The arbuscular mycorrhizal (AM) symbiosis is a mutualistic relationship that is formed by most land plants and AM fungi. This symbiosis provides significant benefits to both partners - plants receive water and essential mineral nutrients acquired by the fungal mycelium in the soil, and in return deliver photosynthetically fixed carbon to the fungus.

Plants that associate with AM fungi typically display enhanced mineral nutrition, improved growth, and increased yield. However, with up to 20% of the photosynthesis products being allocated to the fungus, the symbiosis is associated with a substantial carbon cost for the plant. A fundamental but unsolved question is how plants control nutrient exchange during the symbiosis.

This PhD project aims to explore the molecular mechanisms that allow plants to regulate the amount of fixed carbon allocated to AM fungi, and to identify which symbiotic, endogenous, and environmental factors affect this nutrient exchange.

We have previously identified a lipid biosynthesis and export pathway that transfers fixed carbon in the form of fatty acids from roots to fungal hyphae (Luginbuehl et al., 2017). This pathway is specifically active in root cortical cells that are colonized by the fungus.

The candidate will test how symbiotic, endogenous, and environmental factors regulate the activity of this pathway and thus carbon transfer to AM fungi. To this end, carbon will be traced under different conditions using carbon labelling techniques and reporter lines. The candidate will also explore how constitutive activation of this carbon transfer pathway affects plant physiology, nutrient exchange, and the outcome of the symbiosis. Finally, the candidate will use a transcriptomics approach to identify novel regulators of carbon transfer to AM fungi, and will test these candidates by analysing the extent of fungal colonization and nutrient exchange in overexpression lines and loss-of-function mutants.

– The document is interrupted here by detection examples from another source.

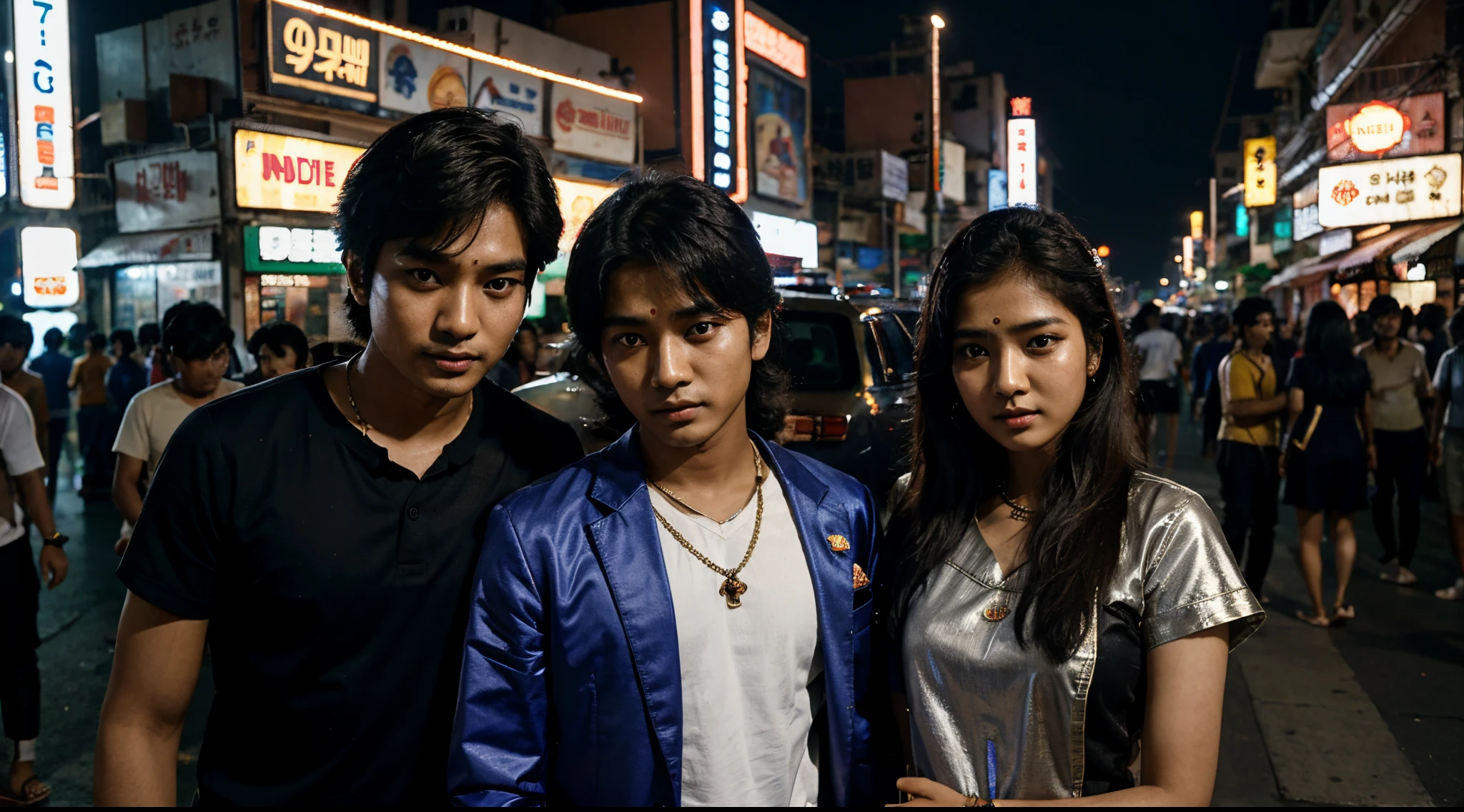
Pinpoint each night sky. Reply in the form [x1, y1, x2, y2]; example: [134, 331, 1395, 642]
[758, 0, 1274, 287]
[92, 0, 1272, 285]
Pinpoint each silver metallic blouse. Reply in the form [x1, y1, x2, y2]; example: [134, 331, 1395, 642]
[894, 474, 1265, 801]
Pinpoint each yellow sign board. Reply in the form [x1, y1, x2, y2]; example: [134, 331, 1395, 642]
[1245, 136, 1277, 208]
[234, 130, 366, 212]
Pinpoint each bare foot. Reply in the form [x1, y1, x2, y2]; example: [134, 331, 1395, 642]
[9, 761, 51, 806]
[1295, 608, 1332, 629]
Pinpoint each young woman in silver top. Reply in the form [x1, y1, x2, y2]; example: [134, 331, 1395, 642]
[889, 208, 1263, 806]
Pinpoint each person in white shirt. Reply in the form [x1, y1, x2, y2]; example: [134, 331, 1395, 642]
[1133, 302, 1184, 472]
[112, 302, 243, 556]
[448, 176, 894, 806]
[0, 386, 69, 806]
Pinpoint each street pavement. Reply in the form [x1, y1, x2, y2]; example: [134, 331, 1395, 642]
[14, 412, 1464, 806]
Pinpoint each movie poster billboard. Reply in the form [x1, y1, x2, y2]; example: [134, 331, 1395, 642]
[746, 64, 808, 205]
[468, 60, 545, 136]
[376, 34, 468, 113]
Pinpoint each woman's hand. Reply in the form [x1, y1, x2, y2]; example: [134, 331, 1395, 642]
[886, 778, 971, 806]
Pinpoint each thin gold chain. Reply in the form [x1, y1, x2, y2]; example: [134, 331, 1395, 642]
[646, 445, 763, 580]
[345, 354, 370, 437]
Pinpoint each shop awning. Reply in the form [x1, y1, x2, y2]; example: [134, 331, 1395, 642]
[1260, 256, 1326, 292]
[1260, 222, 1438, 292]
[76, 228, 214, 268]
[1393, 217, 1464, 262]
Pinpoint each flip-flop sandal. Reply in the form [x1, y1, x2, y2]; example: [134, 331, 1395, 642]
[0, 776, 51, 806]
[1295, 608, 1332, 629]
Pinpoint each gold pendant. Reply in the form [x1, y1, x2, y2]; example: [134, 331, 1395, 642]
[718, 575, 746, 608]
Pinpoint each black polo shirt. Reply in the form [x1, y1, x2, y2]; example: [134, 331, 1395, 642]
[117, 367, 581, 806]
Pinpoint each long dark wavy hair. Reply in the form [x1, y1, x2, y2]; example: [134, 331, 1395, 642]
[890, 207, 1142, 661]
[1302, 299, 1367, 401]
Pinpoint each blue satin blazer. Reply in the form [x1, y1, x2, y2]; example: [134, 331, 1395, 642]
[448, 430, 886, 806]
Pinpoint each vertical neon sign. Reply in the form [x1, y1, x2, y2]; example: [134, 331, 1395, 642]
[690, 0, 748, 204]
[13, 0, 76, 209]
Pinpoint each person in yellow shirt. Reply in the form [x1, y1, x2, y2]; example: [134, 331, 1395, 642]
[1217, 297, 1287, 601]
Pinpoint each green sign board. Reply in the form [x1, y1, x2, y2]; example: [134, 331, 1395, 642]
[244, 225, 345, 274]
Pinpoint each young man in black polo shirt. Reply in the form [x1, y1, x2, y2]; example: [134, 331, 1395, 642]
[95, 108, 580, 806]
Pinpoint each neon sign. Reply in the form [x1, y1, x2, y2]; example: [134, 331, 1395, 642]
[742, 11, 808, 79]
[691, 0, 748, 204]
[1007, 96, 1037, 207]
[13, 0, 76, 209]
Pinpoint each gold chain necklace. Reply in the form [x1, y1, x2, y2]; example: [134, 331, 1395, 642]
[345, 355, 370, 437]
[646, 439, 763, 608]
[997, 487, 1037, 523]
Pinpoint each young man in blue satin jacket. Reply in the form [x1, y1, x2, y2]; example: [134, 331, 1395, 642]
[448, 176, 887, 806]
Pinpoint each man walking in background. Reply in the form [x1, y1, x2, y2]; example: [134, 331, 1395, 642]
[112, 302, 243, 556]
[0, 316, 54, 477]
[0, 386, 67, 806]
[66, 332, 112, 500]
[1218, 297, 1287, 601]
[1357, 295, 1433, 584]
[31, 327, 71, 505]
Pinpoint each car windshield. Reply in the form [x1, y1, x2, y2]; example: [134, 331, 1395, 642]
[783, 310, 859, 392]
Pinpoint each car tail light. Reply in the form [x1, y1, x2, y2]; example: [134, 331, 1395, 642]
[779, 414, 849, 443]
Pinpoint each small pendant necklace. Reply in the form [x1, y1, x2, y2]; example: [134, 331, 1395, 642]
[646, 439, 763, 608]
[997, 487, 1037, 523]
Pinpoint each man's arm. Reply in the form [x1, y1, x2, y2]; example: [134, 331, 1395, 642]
[448, 505, 550, 806]
[92, 593, 208, 806]
[112, 452, 144, 524]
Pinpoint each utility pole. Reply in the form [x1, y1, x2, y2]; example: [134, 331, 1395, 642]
[919, 14, 942, 297]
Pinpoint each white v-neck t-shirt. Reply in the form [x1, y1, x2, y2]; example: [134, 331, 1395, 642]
[647, 471, 823, 806]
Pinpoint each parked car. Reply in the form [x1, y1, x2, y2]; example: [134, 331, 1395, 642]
[514, 291, 918, 503]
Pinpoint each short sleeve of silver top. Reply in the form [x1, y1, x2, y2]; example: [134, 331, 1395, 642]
[891, 474, 1265, 801]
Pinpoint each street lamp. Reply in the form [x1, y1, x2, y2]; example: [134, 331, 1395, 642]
[925, 14, 965, 295]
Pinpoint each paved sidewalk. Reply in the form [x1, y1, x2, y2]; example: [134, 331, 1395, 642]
[1174, 412, 1464, 806]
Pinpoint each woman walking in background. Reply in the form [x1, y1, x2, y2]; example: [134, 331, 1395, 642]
[1281, 302, 1378, 626]
[1429, 310, 1464, 600]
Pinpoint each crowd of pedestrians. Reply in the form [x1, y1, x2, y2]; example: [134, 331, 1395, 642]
[1130, 294, 1464, 626]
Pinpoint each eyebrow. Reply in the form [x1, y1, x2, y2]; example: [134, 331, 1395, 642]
[954, 316, 1066, 338]
[395, 243, 528, 275]
[605, 304, 725, 327]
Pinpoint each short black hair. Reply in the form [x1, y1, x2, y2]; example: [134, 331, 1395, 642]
[138, 322, 162, 347]
[249, 320, 310, 369]
[563, 174, 788, 437]
[1234, 295, 1277, 330]
[1367, 294, 1403, 322]
[162, 302, 234, 362]
[335, 107, 563, 340]
[0, 316, 32, 351]
[110, 330, 138, 355]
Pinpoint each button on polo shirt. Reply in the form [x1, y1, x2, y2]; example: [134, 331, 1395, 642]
[117, 367, 580, 806]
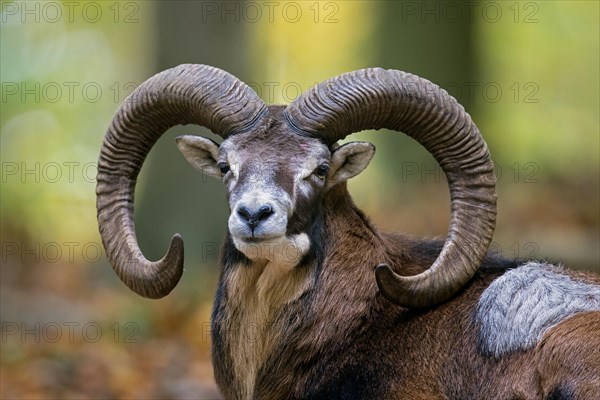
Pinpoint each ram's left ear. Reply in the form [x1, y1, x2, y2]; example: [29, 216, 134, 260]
[176, 135, 221, 179]
[327, 142, 375, 189]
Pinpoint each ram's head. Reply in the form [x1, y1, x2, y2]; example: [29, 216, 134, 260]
[97, 65, 496, 306]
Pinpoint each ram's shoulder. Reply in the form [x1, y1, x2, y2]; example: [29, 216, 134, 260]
[475, 262, 600, 357]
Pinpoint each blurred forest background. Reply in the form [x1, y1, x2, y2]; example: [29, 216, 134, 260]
[0, 0, 600, 399]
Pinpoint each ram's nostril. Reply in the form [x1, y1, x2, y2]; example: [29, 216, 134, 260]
[237, 207, 252, 221]
[255, 206, 273, 221]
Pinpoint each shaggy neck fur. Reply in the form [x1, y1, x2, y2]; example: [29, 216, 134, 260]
[213, 184, 376, 399]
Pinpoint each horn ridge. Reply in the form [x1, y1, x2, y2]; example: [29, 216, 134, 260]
[285, 68, 496, 307]
[96, 64, 267, 298]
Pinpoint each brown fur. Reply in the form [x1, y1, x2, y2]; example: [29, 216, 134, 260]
[214, 185, 600, 399]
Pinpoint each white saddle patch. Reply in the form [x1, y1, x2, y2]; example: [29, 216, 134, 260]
[476, 262, 600, 357]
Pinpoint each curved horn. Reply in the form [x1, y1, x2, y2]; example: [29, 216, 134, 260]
[96, 64, 267, 298]
[286, 68, 496, 307]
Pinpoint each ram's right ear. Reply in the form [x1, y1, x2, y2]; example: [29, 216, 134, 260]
[175, 135, 222, 179]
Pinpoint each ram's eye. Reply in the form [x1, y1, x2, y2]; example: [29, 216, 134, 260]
[315, 164, 329, 179]
[217, 162, 231, 175]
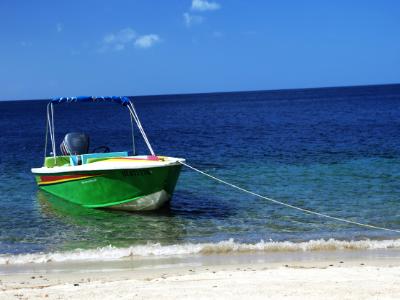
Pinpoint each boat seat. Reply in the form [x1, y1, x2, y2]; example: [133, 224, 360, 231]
[70, 151, 128, 166]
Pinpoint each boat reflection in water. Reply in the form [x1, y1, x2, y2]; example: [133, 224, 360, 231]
[37, 190, 187, 251]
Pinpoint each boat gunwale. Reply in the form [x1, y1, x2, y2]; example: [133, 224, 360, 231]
[31, 157, 185, 175]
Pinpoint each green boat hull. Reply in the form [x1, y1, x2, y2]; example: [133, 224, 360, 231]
[35, 164, 181, 210]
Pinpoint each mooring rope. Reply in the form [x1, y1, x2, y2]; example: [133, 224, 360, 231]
[180, 162, 400, 233]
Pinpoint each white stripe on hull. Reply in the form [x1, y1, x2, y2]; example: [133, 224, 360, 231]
[107, 190, 171, 211]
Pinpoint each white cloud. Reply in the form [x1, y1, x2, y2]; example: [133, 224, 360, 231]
[20, 41, 32, 48]
[191, 0, 221, 11]
[56, 23, 64, 32]
[99, 27, 137, 52]
[135, 34, 160, 48]
[103, 27, 136, 45]
[98, 27, 161, 52]
[183, 13, 204, 27]
[212, 31, 224, 38]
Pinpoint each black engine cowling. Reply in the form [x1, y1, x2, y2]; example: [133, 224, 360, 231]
[60, 132, 89, 155]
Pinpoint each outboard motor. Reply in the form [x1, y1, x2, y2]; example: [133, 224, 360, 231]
[60, 132, 89, 155]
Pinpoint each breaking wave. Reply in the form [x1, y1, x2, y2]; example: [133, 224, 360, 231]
[0, 239, 400, 265]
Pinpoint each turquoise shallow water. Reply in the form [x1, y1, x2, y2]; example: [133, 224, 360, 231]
[0, 85, 400, 255]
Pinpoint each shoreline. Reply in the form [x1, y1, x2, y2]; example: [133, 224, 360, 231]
[0, 250, 400, 299]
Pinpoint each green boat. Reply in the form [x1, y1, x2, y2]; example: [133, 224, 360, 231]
[32, 96, 185, 211]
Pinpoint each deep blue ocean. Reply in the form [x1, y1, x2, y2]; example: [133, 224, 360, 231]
[0, 85, 400, 257]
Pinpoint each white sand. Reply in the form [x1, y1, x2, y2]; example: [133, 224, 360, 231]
[0, 260, 400, 300]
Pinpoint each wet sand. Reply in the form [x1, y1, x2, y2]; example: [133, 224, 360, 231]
[0, 251, 400, 299]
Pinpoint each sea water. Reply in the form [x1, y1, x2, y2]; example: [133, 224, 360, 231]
[0, 85, 400, 264]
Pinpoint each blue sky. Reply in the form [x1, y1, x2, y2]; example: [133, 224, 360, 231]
[0, 0, 400, 100]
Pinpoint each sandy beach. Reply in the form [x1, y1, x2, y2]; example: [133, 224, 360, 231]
[0, 252, 400, 299]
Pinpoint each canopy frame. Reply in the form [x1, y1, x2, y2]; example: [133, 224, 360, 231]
[44, 96, 155, 162]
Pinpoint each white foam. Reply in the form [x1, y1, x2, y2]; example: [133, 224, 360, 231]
[0, 239, 400, 265]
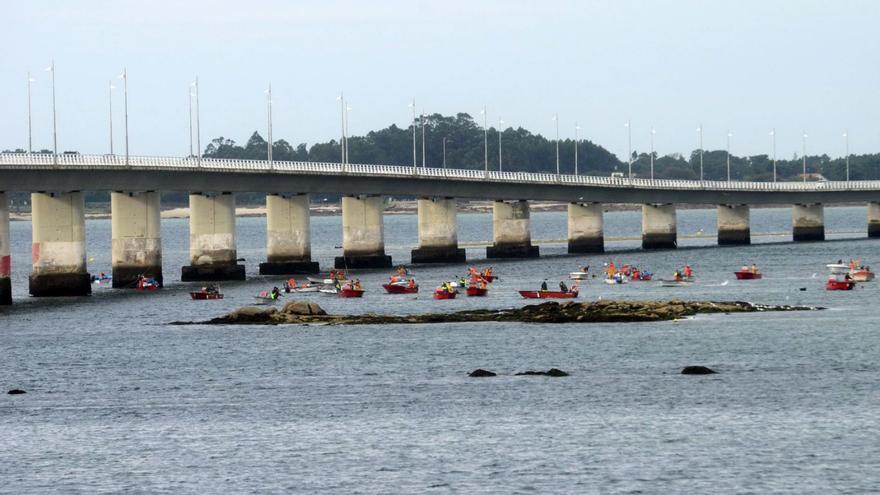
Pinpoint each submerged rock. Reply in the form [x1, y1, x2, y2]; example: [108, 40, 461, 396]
[468, 368, 498, 378]
[681, 366, 718, 375]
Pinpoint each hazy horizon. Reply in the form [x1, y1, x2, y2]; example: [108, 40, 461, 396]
[0, 0, 880, 162]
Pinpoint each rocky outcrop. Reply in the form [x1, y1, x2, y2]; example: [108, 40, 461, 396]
[468, 368, 498, 378]
[681, 366, 718, 375]
[175, 299, 821, 325]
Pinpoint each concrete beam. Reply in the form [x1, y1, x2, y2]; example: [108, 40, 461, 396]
[0, 192, 12, 306]
[110, 191, 163, 289]
[334, 196, 391, 269]
[791, 204, 825, 242]
[568, 203, 605, 253]
[181, 192, 245, 282]
[486, 200, 539, 258]
[260, 194, 318, 275]
[717, 205, 752, 246]
[642, 204, 678, 249]
[28, 191, 92, 297]
[868, 201, 880, 238]
[412, 198, 466, 263]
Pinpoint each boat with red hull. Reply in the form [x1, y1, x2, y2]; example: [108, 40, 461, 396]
[517, 290, 578, 299]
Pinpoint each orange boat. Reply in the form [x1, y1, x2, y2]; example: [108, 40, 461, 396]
[517, 289, 578, 299]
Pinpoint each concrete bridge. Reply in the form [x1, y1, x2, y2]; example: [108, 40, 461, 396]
[0, 153, 880, 304]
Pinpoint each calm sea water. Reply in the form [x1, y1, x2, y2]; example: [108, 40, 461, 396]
[0, 208, 880, 494]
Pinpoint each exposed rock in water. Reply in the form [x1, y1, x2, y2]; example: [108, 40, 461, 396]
[175, 300, 822, 325]
[681, 366, 718, 375]
[516, 368, 568, 376]
[468, 368, 498, 378]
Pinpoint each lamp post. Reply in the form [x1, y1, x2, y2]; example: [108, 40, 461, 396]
[266, 83, 272, 170]
[28, 72, 35, 154]
[727, 129, 733, 182]
[119, 67, 129, 167]
[697, 124, 703, 181]
[770, 128, 776, 182]
[107, 81, 116, 156]
[498, 118, 504, 172]
[407, 98, 418, 169]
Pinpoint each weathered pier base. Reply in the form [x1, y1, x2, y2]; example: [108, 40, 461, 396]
[0, 192, 12, 306]
[180, 193, 245, 282]
[791, 204, 825, 242]
[412, 198, 465, 263]
[333, 196, 391, 268]
[28, 191, 92, 297]
[260, 194, 318, 275]
[568, 203, 605, 253]
[642, 204, 678, 249]
[110, 191, 163, 289]
[868, 201, 880, 238]
[486, 200, 539, 258]
[717, 205, 752, 246]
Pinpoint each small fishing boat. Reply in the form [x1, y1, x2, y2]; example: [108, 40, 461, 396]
[382, 282, 419, 294]
[189, 287, 223, 301]
[517, 288, 578, 299]
[825, 263, 856, 290]
[466, 285, 489, 297]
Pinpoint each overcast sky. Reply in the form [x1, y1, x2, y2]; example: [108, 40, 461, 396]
[0, 0, 880, 163]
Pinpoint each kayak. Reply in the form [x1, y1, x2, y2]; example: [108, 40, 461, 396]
[382, 284, 419, 294]
[733, 270, 762, 280]
[467, 285, 489, 297]
[339, 287, 364, 297]
[517, 290, 578, 299]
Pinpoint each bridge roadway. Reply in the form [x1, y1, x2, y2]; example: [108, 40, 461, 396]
[0, 153, 880, 304]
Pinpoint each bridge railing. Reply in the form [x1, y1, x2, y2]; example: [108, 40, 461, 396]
[0, 153, 880, 192]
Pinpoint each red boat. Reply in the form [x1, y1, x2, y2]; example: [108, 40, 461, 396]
[338, 286, 365, 297]
[733, 270, 763, 280]
[467, 285, 489, 297]
[382, 284, 419, 294]
[517, 290, 578, 299]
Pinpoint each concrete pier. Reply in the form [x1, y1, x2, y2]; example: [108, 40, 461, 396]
[334, 196, 391, 268]
[110, 191, 163, 289]
[486, 200, 539, 258]
[0, 192, 12, 306]
[717, 205, 752, 246]
[642, 203, 678, 249]
[181, 193, 245, 282]
[260, 194, 318, 275]
[568, 203, 605, 253]
[791, 204, 825, 242]
[868, 201, 880, 238]
[412, 198, 465, 263]
[28, 191, 92, 297]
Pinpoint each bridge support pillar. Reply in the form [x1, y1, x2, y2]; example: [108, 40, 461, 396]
[642, 204, 678, 249]
[868, 201, 880, 238]
[412, 198, 465, 263]
[28, 191, 92, 297]
[0, 192, 12, 306]
[180, 193, 245, 282]
[568, 203, 605, 253]
[110, 191, 163, 289]
[717, 205, 752, 246]
[486, 200, 539, 258]
[791, 203, 825, 242]
[333, 196, 391, 268]
[260, 194, 318, 275]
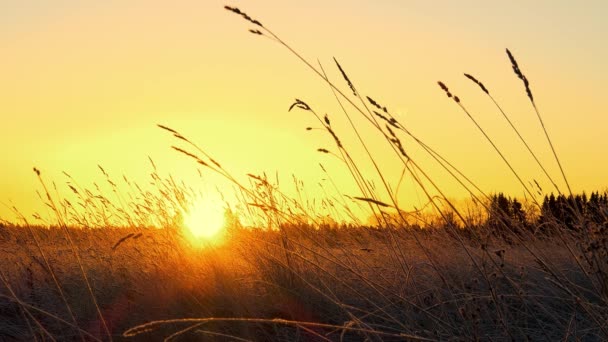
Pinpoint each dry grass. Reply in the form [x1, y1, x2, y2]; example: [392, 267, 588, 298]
[0, 6, 608, 341]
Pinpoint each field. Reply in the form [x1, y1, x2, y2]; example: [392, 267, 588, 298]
[0, 7, 608, 341]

To answer these questions, the candidate will work with the model plants Medicago truncatula and rice, for which all genetic resources are available.


What will the successful applicant do?

The candidate will learn a range of different plant molecular biology and physiology techniques, including cell-type and tissue-specific RNA-sequencing, cloning, carbon labelling, microscopy, plant transformation, and genome editing. In addition to wet lab techniques, the candidate will also gain experience in the computational analysis of gene expression data and statistics. Over the course of the PhD project, the candidate will develop skills in project management and scientific communication.